In-plane discretization¶

There are two regions in the plane: the metal and the aperture. These two are provided to Solcore as grey scale images that will work as masks. The resolution of the images, in pixels, will define the in-plane discretization. By default, the aspect ratio of the pixels in the image will be 1:1, but this can be set to a different value in order to reduce the number of elements and improve speed. For example, the in-plane discretization of Fig. [fig:spice_overview]a has an aspect ratio $A_r=L_y/L_x = 4$ , with $L_x$ and $L_y$ the pixel size in each direction.

The values of the pixels in the metal mask are <55 where there is no metal (the aperture area), >200 where there is metal and the external electrical contacts (the boundaries with fixed, externally set voltage values) and any other value in between to represent regions with metal but not fixed voltage. The pixels of the illumination mask - which become the aperture mask after removing the areas shadowed by the metal - can have any value between 0 and 255. These values divided by 255 will indicate the intensity of the sunlight at that pixel relative to the maximum intensity.

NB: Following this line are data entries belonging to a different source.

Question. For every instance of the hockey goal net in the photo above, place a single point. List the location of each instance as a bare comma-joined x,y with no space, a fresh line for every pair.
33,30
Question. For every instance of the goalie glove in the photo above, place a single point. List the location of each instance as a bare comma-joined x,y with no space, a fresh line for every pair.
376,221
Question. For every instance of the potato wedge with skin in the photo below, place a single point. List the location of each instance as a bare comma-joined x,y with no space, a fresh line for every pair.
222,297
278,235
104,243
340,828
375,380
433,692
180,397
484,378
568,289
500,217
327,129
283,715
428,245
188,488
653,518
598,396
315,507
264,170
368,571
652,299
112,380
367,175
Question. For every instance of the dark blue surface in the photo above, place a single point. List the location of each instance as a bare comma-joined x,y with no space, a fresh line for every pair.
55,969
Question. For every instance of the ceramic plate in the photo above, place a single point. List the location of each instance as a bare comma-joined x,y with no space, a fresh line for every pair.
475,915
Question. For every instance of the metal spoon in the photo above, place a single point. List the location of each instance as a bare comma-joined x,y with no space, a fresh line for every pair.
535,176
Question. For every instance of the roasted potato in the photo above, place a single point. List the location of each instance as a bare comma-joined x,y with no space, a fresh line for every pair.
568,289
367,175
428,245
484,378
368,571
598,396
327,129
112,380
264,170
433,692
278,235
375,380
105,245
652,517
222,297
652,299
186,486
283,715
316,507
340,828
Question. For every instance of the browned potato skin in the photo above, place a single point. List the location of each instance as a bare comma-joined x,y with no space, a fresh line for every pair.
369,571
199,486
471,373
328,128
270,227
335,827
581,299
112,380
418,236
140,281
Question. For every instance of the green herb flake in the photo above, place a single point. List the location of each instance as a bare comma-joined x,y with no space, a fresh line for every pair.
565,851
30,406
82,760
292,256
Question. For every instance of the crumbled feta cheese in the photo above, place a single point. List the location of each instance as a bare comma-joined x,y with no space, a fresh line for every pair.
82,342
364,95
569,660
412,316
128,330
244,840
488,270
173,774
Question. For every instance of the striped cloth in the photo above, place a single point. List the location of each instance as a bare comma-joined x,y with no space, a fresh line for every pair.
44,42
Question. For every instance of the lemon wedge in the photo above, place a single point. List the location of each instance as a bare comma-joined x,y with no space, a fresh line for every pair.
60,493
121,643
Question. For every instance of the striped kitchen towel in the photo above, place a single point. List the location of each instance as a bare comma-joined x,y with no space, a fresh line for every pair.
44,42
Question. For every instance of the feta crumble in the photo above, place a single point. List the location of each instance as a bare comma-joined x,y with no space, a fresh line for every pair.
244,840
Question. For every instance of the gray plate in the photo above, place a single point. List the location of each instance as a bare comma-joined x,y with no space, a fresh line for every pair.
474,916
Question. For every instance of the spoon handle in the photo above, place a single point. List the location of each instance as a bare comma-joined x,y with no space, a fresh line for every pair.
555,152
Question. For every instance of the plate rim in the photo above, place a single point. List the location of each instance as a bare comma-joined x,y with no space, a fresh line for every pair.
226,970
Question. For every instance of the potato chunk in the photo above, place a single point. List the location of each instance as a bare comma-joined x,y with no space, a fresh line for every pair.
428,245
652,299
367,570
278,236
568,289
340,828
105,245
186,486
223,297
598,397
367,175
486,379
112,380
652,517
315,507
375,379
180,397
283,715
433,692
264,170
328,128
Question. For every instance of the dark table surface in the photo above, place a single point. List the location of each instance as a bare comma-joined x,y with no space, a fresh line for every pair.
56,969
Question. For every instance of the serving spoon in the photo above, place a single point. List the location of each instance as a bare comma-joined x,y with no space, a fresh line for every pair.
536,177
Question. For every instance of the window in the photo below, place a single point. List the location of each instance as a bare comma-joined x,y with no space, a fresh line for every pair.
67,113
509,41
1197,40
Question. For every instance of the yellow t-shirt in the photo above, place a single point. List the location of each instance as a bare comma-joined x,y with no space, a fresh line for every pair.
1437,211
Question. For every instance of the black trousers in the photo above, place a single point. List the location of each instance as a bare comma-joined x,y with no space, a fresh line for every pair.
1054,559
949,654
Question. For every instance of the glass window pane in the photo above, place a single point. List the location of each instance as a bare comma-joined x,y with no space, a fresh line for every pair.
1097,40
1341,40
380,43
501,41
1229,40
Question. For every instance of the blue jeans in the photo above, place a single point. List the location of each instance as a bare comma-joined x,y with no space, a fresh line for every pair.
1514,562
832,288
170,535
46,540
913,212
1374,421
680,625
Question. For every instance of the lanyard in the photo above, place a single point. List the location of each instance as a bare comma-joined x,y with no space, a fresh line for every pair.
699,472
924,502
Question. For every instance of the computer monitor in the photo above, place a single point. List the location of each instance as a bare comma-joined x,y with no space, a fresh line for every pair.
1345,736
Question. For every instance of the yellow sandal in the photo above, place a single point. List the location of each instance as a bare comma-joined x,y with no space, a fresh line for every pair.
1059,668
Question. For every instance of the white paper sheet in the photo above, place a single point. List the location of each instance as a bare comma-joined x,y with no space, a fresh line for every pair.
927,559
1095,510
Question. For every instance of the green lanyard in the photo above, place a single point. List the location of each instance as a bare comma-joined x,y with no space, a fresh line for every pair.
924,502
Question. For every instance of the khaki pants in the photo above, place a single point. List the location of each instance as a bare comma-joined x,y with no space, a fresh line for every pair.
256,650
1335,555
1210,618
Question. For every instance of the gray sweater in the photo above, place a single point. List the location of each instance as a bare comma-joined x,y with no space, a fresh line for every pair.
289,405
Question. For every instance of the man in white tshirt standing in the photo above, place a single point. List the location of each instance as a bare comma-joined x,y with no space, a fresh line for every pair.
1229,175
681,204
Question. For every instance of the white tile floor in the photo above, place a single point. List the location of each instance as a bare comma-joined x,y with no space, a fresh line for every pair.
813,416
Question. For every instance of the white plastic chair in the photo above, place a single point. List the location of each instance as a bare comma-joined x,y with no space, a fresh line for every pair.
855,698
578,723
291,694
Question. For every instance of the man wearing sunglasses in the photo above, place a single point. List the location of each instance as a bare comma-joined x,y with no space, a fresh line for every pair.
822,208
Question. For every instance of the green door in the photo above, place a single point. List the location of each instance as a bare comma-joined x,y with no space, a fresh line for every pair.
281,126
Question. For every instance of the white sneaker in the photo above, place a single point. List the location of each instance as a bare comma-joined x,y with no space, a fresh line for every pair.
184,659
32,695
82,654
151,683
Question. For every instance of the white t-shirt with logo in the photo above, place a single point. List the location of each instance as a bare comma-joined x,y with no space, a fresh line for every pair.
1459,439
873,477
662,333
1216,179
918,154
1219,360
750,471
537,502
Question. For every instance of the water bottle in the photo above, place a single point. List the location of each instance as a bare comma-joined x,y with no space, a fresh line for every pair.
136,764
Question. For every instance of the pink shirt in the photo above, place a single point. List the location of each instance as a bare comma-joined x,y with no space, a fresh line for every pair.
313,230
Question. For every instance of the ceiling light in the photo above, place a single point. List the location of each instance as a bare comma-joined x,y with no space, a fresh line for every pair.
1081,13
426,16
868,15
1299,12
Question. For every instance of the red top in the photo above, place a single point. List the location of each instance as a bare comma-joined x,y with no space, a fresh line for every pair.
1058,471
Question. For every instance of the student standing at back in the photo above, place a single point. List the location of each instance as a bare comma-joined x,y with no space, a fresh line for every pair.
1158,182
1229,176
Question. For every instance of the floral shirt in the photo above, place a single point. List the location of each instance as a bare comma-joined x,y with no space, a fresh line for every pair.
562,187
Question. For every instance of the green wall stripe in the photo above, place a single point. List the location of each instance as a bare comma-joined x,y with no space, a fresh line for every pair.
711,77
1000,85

The minimum total number of nodes where SPICE will need to calculate the voltages will be N $\times$ M $\times$ 2 $\times$ Q, with N and M the number of pixels in both in-plane directions and Q the number of junctions, which require 2 nodes each. To this, the front and back metal contacts could add a maximum of 2(N $\times$ M) nodes. Exploiting symmetries of the problem as well as choosing an appropriate pixel aspect ratio will significantly reduce the number of nodes and therefore the time required for the computation of the problem.

Vertical discretization¶

First, the solar cell is solved in order to obtain the parameters for the 2-diode model at the given illumination conditions. These parameters are then used to replicate the 2-diode model in SPICE. The $I_{SC}$ is scaled in each pixel by the intensity of the illumination given by the illumination mask. Sheet resistances above and below each junction, $R_{sh}(top)$ and $R_{sh}(bot)$ , account for the lateral transport. Beneath the metal, there is no current source, as the region is in the dark, and there are extra resistances accounting for the contact between the metal and the semiconductor $R_c$ and the transport along the metal finger $R_s$ . Given that the pixels can be asymmetric, these resistances need to be defined in both in-plane directions, $x$ and $y$ :

$\begin{aligned} R_{sh}^x &= \frac{1}{A_r} R_{sh} \\ R_{sh}^y &= A_r R_{sh} \\ R_s^x &= \frac{1}{hA_r} \rho_m \\ R_s^y &= \frac{A_r}{h} \rho_m \\ R_c &= R_{back} = \frac{1}{L_x^2 A_r} \rho_c\end{aligned}$

where $h$ is the height of the metal, $\rho_m$ their linear resistivity and $\rho_c$ the contact resistivity between metal and semiconductor. The sheet resistance of a stack of semiconductor layers $R_{sh}$ is equal to the combination in parallel of the individual sheet resistances. Using the single junction example of the figure, $R_{sh}(top)$ will be given by:

$\frac{1}{R_{sh}(top)} = \frac{1}{R_{sh}(window)} + \frac{1}{R_{sh}(emitter)}$

Each of these can be estimated from the thickness of the layer $d$ , the majority carrier mobility $\mu$ and the doping $N$ as:

$\frac{1}{R_{sh}} = qd\mu N$

If the solar cell has been defined using only the DA and PDD junction models, this information is already available for all the layers of the structure. For junctions using the DB and two diode models, $R_{sh}$ will need to be provided for the top and bottom regions of each junction. Intrinsic layers will be ignored as they do not contribute to the lateral current transport.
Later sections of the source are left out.